Aqui a gente tem um filme que qualquer cartomante haveria de assistir. Por quê? Simples: é talvez um dos poucos filmes onde as cartas realmente significam mais do que uma mera superstição, algo que inserem pra mover a história mas não necessariamente vai ter um significado, uma função real. Aqui as cartas realmente tem funcionalidade no enredo. A história começa a partir delas e realmente se desenrola nelas. Os acontecimentos, os personagens, o fim do filme. Tudo é o jogo, a mesa, a nossa protagonista consultando as cartas no princípio do filme.
Assistir esse filme é acima de tudo, - para cartomantes, claro -, brincar de ver as cartas funcionando no enredo. Elas são tão fundamentais que o filme é inteiro no preto-e-branco mas no começo do filme, quando elas aparecem, é sempre em cores. A vida pode ser preto no branco, mas as cartas não. Precisamos entender o colorido delas para entendê-las, para vê-las funcionando na vida. Porque a vida, sim, é realmente um tédio. Mas as cartas são esse momento de cor no universo. A verdade nunca é monocromática.
E a verdade para Cléo é um assombro.
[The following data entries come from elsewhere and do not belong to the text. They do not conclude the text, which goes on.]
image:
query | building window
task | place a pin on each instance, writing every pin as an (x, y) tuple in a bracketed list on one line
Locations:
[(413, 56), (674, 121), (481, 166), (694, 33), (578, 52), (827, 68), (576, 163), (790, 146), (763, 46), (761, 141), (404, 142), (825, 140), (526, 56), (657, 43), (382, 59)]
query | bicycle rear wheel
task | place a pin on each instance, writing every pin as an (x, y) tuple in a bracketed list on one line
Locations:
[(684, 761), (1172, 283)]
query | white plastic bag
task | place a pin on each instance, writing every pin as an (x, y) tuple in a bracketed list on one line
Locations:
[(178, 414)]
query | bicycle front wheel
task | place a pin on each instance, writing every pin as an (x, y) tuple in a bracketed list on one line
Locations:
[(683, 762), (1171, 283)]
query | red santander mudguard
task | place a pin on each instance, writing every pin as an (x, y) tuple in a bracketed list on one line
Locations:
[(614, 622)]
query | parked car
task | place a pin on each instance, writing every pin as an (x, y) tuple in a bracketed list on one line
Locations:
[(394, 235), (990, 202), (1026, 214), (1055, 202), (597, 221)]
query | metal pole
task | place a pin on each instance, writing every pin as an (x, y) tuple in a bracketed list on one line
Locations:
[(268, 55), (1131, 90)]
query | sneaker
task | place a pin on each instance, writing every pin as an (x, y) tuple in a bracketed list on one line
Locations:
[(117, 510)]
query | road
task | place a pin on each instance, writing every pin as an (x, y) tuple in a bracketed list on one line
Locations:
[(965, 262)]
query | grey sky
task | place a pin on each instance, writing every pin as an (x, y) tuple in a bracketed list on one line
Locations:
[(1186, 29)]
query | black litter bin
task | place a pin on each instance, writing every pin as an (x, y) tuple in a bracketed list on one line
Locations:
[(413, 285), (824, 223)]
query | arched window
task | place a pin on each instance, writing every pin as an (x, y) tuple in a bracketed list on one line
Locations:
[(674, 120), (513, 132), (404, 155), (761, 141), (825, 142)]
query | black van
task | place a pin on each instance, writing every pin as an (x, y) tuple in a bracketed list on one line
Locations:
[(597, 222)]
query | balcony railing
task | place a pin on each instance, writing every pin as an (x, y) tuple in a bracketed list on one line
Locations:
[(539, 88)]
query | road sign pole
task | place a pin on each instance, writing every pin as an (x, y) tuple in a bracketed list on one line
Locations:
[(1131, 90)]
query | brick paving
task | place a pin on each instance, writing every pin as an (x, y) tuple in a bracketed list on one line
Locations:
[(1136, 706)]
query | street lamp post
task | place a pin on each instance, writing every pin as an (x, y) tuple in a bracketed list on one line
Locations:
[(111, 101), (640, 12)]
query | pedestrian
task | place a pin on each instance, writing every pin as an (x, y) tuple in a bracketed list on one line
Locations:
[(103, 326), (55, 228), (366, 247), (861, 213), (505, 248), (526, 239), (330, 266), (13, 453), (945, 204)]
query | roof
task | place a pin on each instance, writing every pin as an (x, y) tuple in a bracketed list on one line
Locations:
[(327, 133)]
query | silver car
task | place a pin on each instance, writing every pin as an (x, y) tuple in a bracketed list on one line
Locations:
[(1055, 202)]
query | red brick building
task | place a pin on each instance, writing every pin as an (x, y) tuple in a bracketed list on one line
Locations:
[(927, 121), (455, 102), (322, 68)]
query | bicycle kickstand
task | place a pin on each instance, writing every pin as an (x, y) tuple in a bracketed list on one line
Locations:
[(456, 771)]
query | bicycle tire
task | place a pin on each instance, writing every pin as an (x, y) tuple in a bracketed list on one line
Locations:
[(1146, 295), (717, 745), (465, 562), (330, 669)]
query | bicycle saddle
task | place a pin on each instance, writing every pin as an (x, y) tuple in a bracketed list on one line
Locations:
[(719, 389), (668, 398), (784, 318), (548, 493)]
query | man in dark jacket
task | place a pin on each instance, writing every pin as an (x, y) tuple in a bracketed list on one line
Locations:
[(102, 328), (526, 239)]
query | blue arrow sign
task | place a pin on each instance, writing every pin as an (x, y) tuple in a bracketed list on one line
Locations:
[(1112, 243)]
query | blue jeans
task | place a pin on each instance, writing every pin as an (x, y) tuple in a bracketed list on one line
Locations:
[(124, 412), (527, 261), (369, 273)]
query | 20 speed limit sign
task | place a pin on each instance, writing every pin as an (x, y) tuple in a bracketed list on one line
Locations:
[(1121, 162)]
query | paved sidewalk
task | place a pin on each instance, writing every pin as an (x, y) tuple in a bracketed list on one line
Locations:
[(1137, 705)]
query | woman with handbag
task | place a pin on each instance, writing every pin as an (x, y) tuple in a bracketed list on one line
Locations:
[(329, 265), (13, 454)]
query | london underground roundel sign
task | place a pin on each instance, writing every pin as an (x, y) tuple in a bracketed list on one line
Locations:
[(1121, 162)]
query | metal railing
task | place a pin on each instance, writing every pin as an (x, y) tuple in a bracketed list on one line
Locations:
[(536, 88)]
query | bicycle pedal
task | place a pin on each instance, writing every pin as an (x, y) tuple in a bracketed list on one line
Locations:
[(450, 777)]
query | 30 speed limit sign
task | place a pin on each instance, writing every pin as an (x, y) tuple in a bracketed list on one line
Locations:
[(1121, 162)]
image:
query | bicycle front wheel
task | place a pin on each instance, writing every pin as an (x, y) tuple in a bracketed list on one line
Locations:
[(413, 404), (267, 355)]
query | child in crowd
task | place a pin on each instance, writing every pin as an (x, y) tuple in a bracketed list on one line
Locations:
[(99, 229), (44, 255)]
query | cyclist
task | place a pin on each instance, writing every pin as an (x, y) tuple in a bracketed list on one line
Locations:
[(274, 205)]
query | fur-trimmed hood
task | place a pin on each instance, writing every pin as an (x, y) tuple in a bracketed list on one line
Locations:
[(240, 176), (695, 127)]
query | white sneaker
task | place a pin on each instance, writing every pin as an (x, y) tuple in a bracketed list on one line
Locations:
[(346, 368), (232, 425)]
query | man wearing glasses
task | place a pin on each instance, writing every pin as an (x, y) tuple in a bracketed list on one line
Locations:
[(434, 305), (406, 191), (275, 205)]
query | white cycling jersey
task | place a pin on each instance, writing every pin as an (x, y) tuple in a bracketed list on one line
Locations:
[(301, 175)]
Ela está realmente confrontando a fatalidade. A grande questão é: as cartas vão errar? Pra quem assiste e entende tarô ou o le grand jeu de Madame Lenormand, ambos os oráculos utilizados no filme, é fácil perceber que as cartas nessa trama acertam, - e muito. Mas isso significa que nossa personagem está presa ao seu destino, abraçada pelo fado? Só assistindo pra descobrir.
Eu sinceramente não entendo nada do grand jeu da Mme. Lenormand, me abstenho de falar sobre as cartas presentes nele, mas posso falar do Marselha que é meu carro chefe, ora. Cleo é uma Imperatriz pendurada. Frente ao seu destino que a imobiliza, tenta se ater a indulgências, aos seus confortos diários: roupas, beleza, joias. Anda pelas ruas prestigiadoras a procura de distrações, do papear das pessoas, das atividades, das lojas, tenta evitar o Arcano Sem Nome, evitar a Torre, ambos invertidos, saídos pra virar e revirar a cabeça dela. O filme inteiro é essa mulher linda, realmente uma imperatriz, pensando na ideia de se tornar velha, decrépita, esqueleto. Ela tem medo da finitude e tenta perseguir divertimentos ao tempo que não consegue escapar dessa angústia pela verdade que vem de foice, que cai como relâmpago.
O filme se passa de 5 horas da tarde às 7 horas. Mas o filme só tem 1h30m? O destino está nos traindo por acaso? O filme durar menos que o tempo escrito no título é um trair a própria trama? O tempo não é tão longo para Cleo. Talvez não precisemos dos trinta minutos restantes. Quando o filme acaba, os trinta minutos que restam são pra digerir, mastigar o tutano dos pensamentos. Esse é um filme onde as cartas são muito sinceras. E por isso vale a pena assistir. É só duas horas de filme, quer dizer, uma e meia. Não precisamos dos trinta minutos pra saber o que vai acontecer às 7 horas.